15. This submission of Sri Kushal Kant, learned counsel for the bank cannot be accepted. The company had been wound up and the official liquidator had been appointed. The official liquidator had filed Report No. 301 of 2002 before the company judge with a prayer that he may be allowed to disburse Rs. 78,16,428.42 to the bank towards full and final settlement of the claim of the bank submitted before the official liquidator. The bank had filed an application supported by an affidavit of the branch manager that the report of the official liquidator may be accepted and the official liquidator may be directed to disburse Rs. 78,16,428.42 to the bank towards full and final settlement of the claim of the bank before the official liquidator. The company judge accepted the report and passed an order that since the bank had agreed to accept the said amount towards full and final settlement of the claim, the official liquidator shall make the amount. This amount was subsequently paid by the official liquidator to the bank. It cannot, therefore, be urged by the bank that in view of section 134 of the Indian Contract Act, 1872, the surety is not discharged. The official liquidator had stepped into the shoes of the company when it was wound up. The decision in the case of United Bank of India (supra), relied upon by learned counsel for the bank is not applicable to the facts of the present case.
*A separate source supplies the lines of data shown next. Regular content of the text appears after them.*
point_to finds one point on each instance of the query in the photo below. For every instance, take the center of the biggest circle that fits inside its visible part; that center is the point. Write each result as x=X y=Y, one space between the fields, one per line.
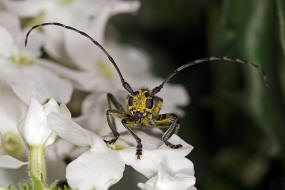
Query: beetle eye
x=130 y=101
x=149 y=103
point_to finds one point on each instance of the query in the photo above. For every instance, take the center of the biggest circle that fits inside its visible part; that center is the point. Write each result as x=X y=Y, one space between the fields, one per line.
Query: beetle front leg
x=111 y=114
x=171 y=122
x=126 y=122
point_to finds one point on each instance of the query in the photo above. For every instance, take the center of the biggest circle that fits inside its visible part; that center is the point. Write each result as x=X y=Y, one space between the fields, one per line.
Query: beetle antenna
x=208 y=59
x=124 y=83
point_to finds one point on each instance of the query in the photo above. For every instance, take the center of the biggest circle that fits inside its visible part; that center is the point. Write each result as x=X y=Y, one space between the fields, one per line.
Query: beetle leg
x=110 y=117
x=171 y=122
x=127 y=122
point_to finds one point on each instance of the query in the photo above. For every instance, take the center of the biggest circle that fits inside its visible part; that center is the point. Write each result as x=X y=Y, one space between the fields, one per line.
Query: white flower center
x=104 y=69
x=22 y=59
x=12 y=143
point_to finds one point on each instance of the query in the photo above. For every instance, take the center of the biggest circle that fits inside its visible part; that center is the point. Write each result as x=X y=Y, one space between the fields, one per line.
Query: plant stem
x=37 y=165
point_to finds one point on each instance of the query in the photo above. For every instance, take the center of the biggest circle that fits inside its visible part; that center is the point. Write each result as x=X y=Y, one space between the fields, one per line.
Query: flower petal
x=41 y=84
x=34 y=129
x=7 y=161
x=69 y=130
x=95 y=170
x=12 y=109
x=6 y=44
x=29 y=8
x=158 y=157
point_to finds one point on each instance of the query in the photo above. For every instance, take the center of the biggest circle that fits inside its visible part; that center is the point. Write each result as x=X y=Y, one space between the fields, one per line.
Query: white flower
x=19 y=66
x=35 y=128
x=12 y=147
x=101 y=167
x=164 y=181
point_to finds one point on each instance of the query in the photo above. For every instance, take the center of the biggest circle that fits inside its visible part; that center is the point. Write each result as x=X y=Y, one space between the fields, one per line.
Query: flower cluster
x=38 y=131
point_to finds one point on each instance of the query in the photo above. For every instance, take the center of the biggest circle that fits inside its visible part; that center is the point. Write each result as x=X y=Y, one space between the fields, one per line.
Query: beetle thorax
x=140 y=104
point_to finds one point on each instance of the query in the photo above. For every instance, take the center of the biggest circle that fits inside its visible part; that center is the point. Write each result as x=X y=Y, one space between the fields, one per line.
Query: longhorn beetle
x=142 y=105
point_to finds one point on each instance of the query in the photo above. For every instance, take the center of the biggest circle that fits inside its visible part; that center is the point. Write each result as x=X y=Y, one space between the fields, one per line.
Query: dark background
x=234 y=122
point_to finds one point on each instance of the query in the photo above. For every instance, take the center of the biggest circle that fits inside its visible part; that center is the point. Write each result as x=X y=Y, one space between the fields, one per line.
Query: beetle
x=143 y=106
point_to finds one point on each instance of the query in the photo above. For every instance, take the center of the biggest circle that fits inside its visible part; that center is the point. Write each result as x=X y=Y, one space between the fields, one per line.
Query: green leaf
x=37 y=185
x=281 y=18
x=251 y=26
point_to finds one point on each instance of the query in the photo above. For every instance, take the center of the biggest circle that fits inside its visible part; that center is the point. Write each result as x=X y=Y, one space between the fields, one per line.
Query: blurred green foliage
x=235 y=123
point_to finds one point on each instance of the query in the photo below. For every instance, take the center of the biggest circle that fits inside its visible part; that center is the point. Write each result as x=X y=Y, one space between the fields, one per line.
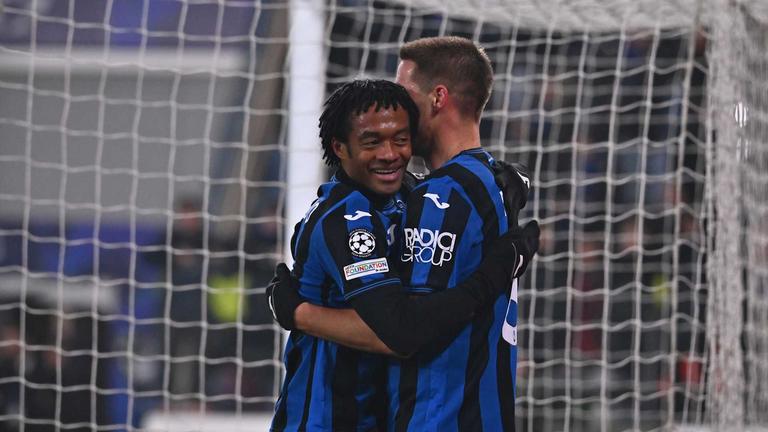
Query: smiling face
x=377 y=150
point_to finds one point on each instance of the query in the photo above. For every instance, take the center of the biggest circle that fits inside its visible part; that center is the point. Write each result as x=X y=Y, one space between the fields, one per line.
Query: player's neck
x=452 y=140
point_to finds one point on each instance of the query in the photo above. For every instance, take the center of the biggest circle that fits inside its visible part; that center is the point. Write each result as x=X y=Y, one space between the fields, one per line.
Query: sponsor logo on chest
x=428 y=246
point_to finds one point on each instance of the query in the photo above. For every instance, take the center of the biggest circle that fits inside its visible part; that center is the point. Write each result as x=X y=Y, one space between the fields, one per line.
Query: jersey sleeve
x=356 y=247
x=439 y=222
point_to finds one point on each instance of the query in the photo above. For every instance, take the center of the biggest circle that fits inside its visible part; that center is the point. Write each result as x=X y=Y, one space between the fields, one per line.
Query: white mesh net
x=143 y=186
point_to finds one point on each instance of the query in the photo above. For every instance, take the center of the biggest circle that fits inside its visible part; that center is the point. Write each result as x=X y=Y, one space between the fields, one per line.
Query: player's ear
x=340 y=149
x=439 y=96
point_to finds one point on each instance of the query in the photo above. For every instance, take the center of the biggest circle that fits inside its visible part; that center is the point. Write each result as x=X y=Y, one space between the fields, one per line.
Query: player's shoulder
x=470 y=171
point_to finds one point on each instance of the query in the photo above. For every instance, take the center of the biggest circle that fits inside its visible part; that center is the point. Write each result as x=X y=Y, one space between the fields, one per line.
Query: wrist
x=302 y=316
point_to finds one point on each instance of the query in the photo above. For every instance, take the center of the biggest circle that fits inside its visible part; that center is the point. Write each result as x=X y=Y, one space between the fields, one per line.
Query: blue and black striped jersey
x=451 y=219
x=341 y=250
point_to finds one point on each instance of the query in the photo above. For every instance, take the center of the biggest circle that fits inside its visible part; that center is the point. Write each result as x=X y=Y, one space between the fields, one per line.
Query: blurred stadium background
x=154 y=153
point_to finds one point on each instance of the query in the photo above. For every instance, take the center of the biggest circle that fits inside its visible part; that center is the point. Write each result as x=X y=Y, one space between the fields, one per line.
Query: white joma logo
x=358 y=214
x=436 y=199
x=525 y=180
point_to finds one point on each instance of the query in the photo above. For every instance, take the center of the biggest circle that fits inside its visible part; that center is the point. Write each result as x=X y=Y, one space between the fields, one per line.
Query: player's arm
x=343 y=326
x=387 y=319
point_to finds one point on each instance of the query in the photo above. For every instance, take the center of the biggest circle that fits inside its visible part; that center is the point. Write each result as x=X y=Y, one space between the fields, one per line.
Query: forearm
x=343 y=326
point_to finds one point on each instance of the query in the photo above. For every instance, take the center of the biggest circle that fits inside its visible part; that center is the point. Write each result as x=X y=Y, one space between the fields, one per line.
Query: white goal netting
x=151 y=153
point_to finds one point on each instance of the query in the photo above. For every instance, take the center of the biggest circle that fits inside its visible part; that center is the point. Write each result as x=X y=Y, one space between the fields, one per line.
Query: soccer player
x=341 y=250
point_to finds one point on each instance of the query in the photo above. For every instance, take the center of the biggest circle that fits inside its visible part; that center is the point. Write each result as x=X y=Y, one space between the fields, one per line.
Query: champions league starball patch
x=361 y=243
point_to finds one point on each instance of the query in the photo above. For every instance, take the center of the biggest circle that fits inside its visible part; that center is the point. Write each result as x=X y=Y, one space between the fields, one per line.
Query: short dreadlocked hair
x=354 y=98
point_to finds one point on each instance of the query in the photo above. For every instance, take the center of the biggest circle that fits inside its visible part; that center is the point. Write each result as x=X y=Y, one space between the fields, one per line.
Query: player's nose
x=387 y=151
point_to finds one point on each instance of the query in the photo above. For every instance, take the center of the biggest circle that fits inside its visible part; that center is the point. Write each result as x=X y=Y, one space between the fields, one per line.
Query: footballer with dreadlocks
x=343 y=250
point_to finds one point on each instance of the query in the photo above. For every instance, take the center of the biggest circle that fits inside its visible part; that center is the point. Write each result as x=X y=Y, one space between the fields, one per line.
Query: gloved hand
x=283 y=297
x=514 y=182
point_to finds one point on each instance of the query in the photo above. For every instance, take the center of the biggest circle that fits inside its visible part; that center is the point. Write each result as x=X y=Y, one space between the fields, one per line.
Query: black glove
x=283 y=297
x=514 y=182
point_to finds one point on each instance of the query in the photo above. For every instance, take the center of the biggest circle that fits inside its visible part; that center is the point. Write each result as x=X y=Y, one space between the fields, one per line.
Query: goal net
x=154 y=154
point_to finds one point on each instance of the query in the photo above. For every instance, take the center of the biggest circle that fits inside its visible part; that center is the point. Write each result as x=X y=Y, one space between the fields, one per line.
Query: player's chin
x=387 y=181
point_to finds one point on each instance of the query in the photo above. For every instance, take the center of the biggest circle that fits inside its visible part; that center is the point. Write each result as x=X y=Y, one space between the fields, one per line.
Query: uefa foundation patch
x=365 y=268
x=361 y=243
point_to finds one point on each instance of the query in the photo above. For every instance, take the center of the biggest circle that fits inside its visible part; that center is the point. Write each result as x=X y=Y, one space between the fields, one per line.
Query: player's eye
x=403 y=139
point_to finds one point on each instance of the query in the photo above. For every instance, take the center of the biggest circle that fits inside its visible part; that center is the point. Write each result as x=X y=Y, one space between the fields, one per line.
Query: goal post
x=155 y=156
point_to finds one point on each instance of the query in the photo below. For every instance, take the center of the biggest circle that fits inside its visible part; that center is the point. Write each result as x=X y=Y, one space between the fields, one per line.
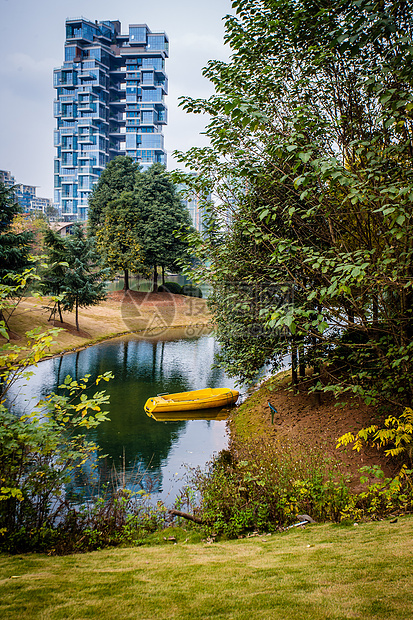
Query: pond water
x=154 y=455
16. The second submission of learned counsel for the bank that discharge of the principal borrower by operation of the bankruptcy law will not discharge the guarantors is also without any force and needs to be rejected. The bank had accepted the amount towards full and final settlement of its claim submitted before the company judge and the principal borrower did not stand discharged because of operation of law. The decision of the Supreme Court in Maharashtra State Electricity Board (supra), therefore, does not help the petitioner-bank. On the other hand, the submission of Sri R.P. Agarwal, learned counsel for the respondents that the liability of the surety gets automatically terminated when liability of principal debtor is extinguished, deserves to be accepted.

17. Thus, there is no merit in any of the contention advanced by learned counsel for the bank.

18. What further needs to be noticed in this case is that the bank, which in all fairness should have restrained itself from pursuing the application filed before the Tribunal which was numbered as T.A. No. 1415 of 2000 once it had agreed to accept Rs. 78,16,428.42 towards full and final settlement of the claim submitted by it before the official liquidator, not only pursued the application but has also filed these petitions to challenge the order passed by the Appellate Tribunal. Though the order passed by the company judge on July 2, 2003, has been enclosed, but the filing of the application and the affidavit by the branch manager has not been disclosed in the writ petition and nor these documents have been enclosed with the writ petitions. It is, therefore, clearly a case where exemplary costs should be imposed upon the bank for unnecessarily pursuing the matter and are, accordingly, imposed.

19. The two writ petitions are, accordingly, dismissed with costs of Rs. 25,000 in each of the petition.